Surrogate keys join the dimension tables to the fact table. Surrogate keys serve as an important means of identifying each instance or entity inside of a dimension table.

Reasons for using surrogate keys

Data tables in various OLTP source systems may use different keys for the same entity

It may also be possible that a single key is being used by different instances of the same entity. This means that different customers might be represented using the same key across different OLTP systems.

This can be a major problem when trying to consolidate information from various source systems. Or for companies trying to create/modify data warehouses after mergers and acquisitions. Existing systems that provide historical data might have used a different numbering system than a current OLTP system. Moreover, systems developed independently may not use the same keys, or they may use keys that conflict with data in the systems of other divisions. This situation may not cause problems when each department independently reports summary data, but can when trying to achieve an enterprise-wide view of the data.

This means that we cannot rely on using the natural primary keys of the source system as dimension primary keys because there is no guarantee that the natural primary keys will be unique for each instance. A surrogate key uniquely identifies each entity in the dimension table, regardless of its natural source key. This is primarily because a surrogate key generates a simple integer value for every new entity.

Surrogate keys provide the means to maintain data warehouse information when dimensions change

Surrogate keys are necessary to handle changes in dimension table attributes.

Natural OLTP system keys may change or be reused in the source data systems

Some systems have reuse keys belonging to obsolete data or for data that has been purged. However, the key may still be in use in historical data in the data warehouse, and the same key cannot be used to identify different entities.

The design, implementation, and administration of surrogate keys is the responsibility of the data warehouse team. Surrogate keys are maintained in the data preparation area during the data transformation process.

Improve performance of queries

The narrow integer surrogate keys mean a thinner fact table. The thinner the fact table, the better the performance.

Handle exception cases

If requirements need to be determined or do not apply, use a surrogate key.

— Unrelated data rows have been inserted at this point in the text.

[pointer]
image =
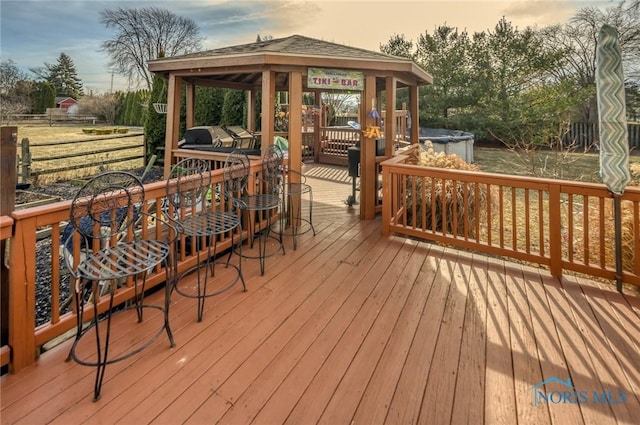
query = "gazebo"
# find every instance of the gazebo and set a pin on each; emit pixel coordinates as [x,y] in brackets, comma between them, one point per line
[295,64]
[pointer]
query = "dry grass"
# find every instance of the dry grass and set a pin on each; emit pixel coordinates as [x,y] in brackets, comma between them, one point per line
[578,166]
[38,135]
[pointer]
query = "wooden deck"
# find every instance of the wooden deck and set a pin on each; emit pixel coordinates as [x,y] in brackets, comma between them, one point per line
[356,328]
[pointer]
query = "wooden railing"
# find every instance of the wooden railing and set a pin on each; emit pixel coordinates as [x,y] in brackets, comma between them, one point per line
[86,157]
[6,228]
[559,224]
[24,338]
[334,143]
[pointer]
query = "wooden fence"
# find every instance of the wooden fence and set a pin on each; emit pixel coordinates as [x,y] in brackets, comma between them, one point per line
[25,339]
[585,135]
[78,153]
[563,225]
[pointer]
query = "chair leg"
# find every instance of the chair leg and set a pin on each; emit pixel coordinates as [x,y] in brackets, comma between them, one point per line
[79,317]
[168,288]
[102,357]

Changes or realignment of measures should be carried in a separate column in the table

If data must be reviewed or summarized, regardless of the number of times it appears in a table, you should use that column as part of the surrogate key.

Avoid globally unique identifiers as surrogate keys

Globally unique identifiers are known to work well in the source OLTP systems, but they are difficult to use when it comes to data warehouses. This is primarily because of two reasons:

Globally unique identifiers use a significant amount of space compared to their integer counterparts. Globally unique identifiers take about 16 bytes each, where an integer takes about 4 bytes.
Indexes on globally unique identifiers columns are relatively slower than indexes on integer keys because globally unique identifiers are four times larger.